Relatives of the Juliaca victims and their lawyers have traveled to Lima to demand justice. “Almost two months have passed and the fiscal proceedings on this massacre are not advancing. The Puno Prosecutor’s Office has no will to investigate. The slowness in the investigation is impunity. We demand that the National Prosecutor’s Office create a specialized human rights prosecutor’s office to investigate. Victims and lawyers suffer threats. The free exercise of lawyers to defend the rights of the population is not allowed. Witnesses are being summoned by State Security and they are coerced, frightened,” said the lawyer wilmer quirozat a press conference at the National Human Rights Coordinator.

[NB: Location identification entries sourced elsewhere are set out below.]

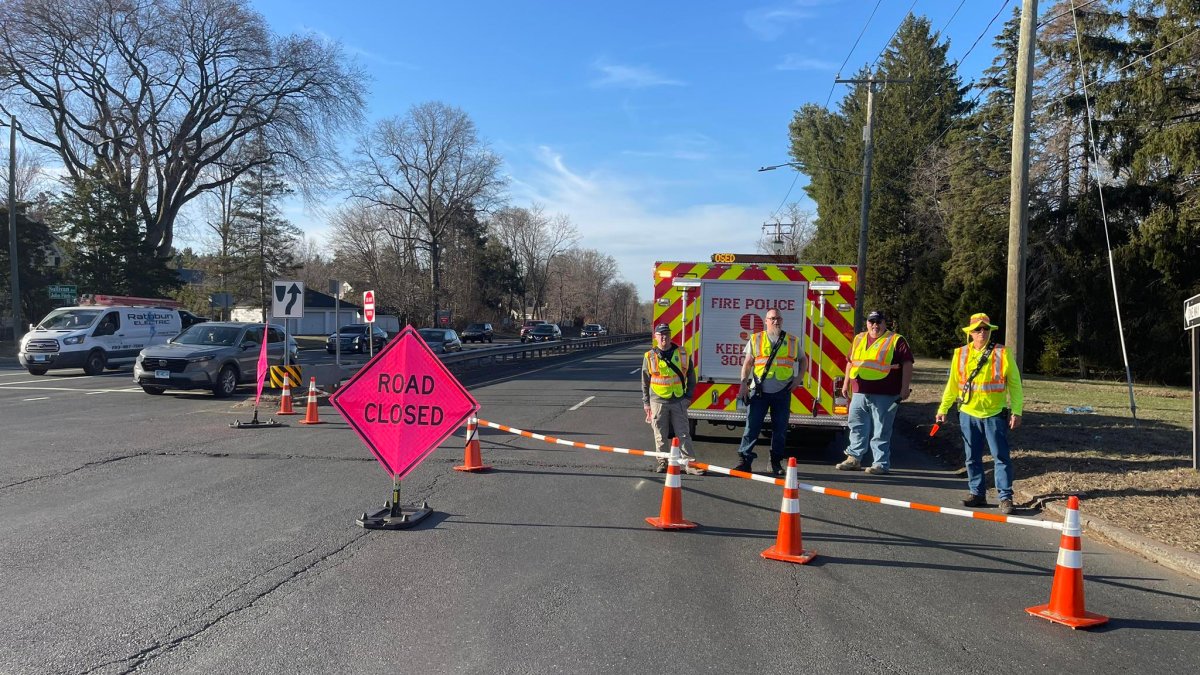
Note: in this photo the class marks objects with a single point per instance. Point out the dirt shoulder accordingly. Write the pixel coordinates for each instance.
(1078, 437)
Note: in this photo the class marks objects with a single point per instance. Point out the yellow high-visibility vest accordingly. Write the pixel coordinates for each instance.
(874, 360)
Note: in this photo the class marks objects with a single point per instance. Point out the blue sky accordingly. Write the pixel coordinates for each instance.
(643, 121)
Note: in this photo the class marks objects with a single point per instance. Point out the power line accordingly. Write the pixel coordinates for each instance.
(834, 85)
(893, 35)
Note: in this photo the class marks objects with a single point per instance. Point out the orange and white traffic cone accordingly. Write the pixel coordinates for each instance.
(671, 512)
(310, 416)
(1066, 603)
(472, 460)
(789, 547)
(286, 398)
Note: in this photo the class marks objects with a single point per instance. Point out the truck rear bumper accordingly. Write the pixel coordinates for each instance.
(823, 422)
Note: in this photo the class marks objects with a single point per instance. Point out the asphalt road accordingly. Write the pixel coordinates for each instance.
(141, 533)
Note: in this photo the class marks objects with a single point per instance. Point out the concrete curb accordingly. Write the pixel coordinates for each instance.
(1173, 557)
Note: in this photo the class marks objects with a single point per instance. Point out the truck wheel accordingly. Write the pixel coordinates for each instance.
(95, 363)
(226, 383)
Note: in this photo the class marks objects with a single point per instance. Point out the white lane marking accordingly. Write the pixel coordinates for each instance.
(581, 404)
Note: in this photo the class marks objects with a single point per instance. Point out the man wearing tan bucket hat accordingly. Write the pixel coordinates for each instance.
(987, 386)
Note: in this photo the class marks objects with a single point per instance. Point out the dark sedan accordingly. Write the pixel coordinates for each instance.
(441, 340)
(545, 333)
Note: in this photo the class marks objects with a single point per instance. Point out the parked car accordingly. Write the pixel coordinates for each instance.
(478, 333)
(354, 338)
(529, 324)
(441, 340)
(545, 333)
(187, 318)
(216, 356)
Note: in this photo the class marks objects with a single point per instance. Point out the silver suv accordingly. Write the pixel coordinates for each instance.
(216, 356)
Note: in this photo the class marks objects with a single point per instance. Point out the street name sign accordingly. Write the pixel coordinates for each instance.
(61, 292)
(403, 404)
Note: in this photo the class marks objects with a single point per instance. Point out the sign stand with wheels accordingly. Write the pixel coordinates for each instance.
(402, 404)
(393, 515)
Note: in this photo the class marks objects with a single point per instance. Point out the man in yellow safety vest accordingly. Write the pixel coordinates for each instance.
(772, 364)
(985, 382)
(880, 377)
(667, 384)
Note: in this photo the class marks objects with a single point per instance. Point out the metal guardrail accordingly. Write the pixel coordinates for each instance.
(537, 350)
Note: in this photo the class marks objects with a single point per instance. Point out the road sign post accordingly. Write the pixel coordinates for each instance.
(61, 291)
(369, 315)
(402, 404)
(1192, 323)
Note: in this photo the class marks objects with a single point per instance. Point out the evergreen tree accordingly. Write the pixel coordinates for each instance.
(263, 242)
(103, 243)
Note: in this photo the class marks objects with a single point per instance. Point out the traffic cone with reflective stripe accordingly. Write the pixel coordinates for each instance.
(789, 547)
(1066, 603)
(286, 398)
(310, 416)
(471, 460)
(671, 512)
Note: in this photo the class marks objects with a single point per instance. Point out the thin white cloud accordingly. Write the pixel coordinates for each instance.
(773, 21)
(623, 216)
(617, 76)
(684, 147)
(798, 63)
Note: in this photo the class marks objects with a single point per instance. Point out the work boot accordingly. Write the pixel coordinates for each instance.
(849, 464)
(777, 469)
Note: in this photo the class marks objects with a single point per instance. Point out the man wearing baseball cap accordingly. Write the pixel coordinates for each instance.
(987, 386)
(667, 384)
(880, 376)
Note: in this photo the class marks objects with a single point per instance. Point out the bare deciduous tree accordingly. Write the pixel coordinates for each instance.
(534, 238)
(162, 93)
(430, 169)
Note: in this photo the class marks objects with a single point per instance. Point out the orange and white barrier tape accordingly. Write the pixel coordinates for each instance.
(575, 443)
(817, 489)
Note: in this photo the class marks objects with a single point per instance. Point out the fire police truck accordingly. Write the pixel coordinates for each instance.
(714, 306)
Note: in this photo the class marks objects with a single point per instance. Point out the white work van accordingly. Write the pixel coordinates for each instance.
(101, 332)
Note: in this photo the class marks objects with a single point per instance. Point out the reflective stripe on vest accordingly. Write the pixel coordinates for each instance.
(785, 359)
(664, 381)
(873, 362)
(990, 380)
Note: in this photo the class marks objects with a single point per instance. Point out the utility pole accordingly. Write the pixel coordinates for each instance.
(1019, 186)
(865, 207)
(15, 269)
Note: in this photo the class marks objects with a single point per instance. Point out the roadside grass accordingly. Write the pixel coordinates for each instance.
(1134, 475)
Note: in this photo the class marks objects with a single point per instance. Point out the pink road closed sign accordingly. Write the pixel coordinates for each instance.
(403, 404)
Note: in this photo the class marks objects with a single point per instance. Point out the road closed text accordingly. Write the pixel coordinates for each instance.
(406, 413)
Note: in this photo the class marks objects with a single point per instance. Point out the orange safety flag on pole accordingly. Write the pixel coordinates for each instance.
(262, 366)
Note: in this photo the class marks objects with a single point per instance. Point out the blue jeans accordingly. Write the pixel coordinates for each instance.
(780, 406)
(870, 422)
(994, 431)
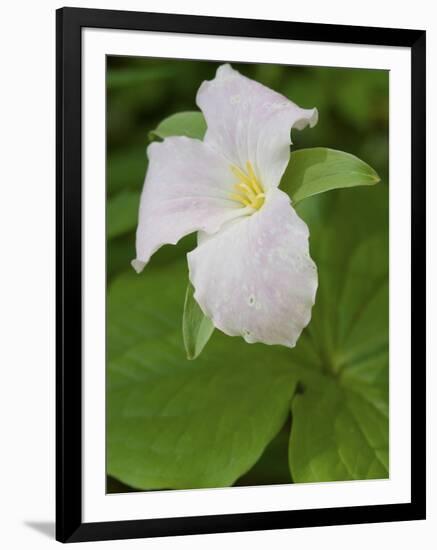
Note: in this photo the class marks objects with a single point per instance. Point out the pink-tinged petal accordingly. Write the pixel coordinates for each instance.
(249, 122)
(187, 188)
(255, 277)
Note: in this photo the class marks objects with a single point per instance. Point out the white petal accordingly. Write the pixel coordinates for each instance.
(249, 122)
(255, 277)
(187, 189)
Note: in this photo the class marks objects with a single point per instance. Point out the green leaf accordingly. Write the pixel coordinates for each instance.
(197, 329)
(122, 213)
(189, 123)
(123, 78)
(174, 423)
(340, 421)
(313, 171)
(127, 169)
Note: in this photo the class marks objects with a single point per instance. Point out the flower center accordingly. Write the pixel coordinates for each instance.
(248, 188)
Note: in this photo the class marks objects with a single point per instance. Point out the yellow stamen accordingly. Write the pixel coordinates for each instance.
(249, 190)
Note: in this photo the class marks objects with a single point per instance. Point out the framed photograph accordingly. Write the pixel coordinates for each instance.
(241, 274)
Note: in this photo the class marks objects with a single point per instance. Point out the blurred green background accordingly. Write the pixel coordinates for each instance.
(141, 92)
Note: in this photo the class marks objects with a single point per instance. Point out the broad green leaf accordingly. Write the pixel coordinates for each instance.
(174, 423)
(188, 123)
(122, 213)
(196, 328)
(122, 78)
(127, 169)
(338, 435)
(313, 171)
(340, 421)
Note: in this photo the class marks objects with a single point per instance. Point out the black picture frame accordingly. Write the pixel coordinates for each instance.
(69, 525)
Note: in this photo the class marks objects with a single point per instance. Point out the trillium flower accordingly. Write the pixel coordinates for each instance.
(251, 270)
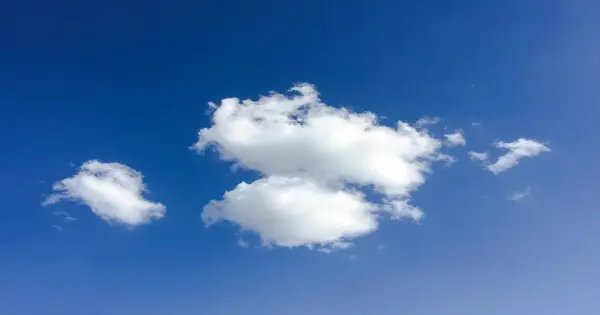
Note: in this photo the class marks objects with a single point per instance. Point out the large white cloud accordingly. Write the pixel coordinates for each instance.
(294, 211)
(113, 191)
(310, 154)
(517, 150)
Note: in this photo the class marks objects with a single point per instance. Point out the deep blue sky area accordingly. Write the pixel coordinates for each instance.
(129, 82)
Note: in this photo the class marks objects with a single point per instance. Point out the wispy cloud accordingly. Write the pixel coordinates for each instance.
(517, 150)
(520, 195)
(65, 216)
(112, 191)
(457, 138)
(478, 156)
(310, 154)
(427, 121)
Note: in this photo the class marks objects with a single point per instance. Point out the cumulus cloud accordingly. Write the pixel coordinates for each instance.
(294, 211)
(113, 191)
(517, 150)
(314, 160)
(427, 121)
(478, 156)
(65, 216)
(520, 195)
(457, 138)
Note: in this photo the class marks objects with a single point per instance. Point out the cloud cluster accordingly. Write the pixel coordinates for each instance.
(113, 191)
(314, 160)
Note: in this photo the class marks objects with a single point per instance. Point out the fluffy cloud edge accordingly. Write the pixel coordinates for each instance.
(299, 144)
(113, 191)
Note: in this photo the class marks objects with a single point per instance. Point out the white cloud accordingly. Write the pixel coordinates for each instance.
(426, 121)
(517, 150)
(309, 155)
(520, 195)
(113, 191)
(294, 211)
(455, 139)
(478, 156)
(65, 216)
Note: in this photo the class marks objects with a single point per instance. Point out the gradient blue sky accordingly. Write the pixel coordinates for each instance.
(128, 82)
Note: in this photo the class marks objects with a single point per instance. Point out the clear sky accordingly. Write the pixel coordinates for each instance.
(127, 84)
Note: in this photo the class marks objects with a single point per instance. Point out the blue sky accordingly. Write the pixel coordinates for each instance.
(129, 82)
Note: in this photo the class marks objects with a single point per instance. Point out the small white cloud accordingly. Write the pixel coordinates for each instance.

After the Juliaca massacre, another three people were killed by police shots in other towns in Puno, a historically marginalized region. In all the country, those killed by shots from the police and the army are 48, the wounded more than a thousand. Most of the deaths have occurred in Andean regions. Amnesty International has denounced that the repression has a racist bias against the indigenous population.

Request the presence of the UN

Lawyer Cesar Quispe reported that they have requested the presence of the Rapporteurship for Extrajudicial Executions and the Rapporteurship for Indigenous Peoples of the United Nations. “95 percent of the 1.2 million people who live in the Puno region are Quechua and Aymara,” Quispe said. “We demand an investigation into this massacre, punishment of those responsible, comprehensive reparation for the victims, and guarantees of non-repetition of these events. This massacre cannot go unpunished.”

Raul SamillánMarco Antonio’s brother, recently graduated doctor shot in the back while treating a wounded man at the protest, presides over the Association of Martyrs and Victims of January 9 in Juliaca. “When I went to the hospital to see my brother, there were bodies piled up, as if it were a trench of bleeding bodies, there were a large number of wounded on the ground, treated worse than animals. That hurts. We are humans. The Lima journalists never reported that. We ask for justice. I hope our voices reach the international community.”.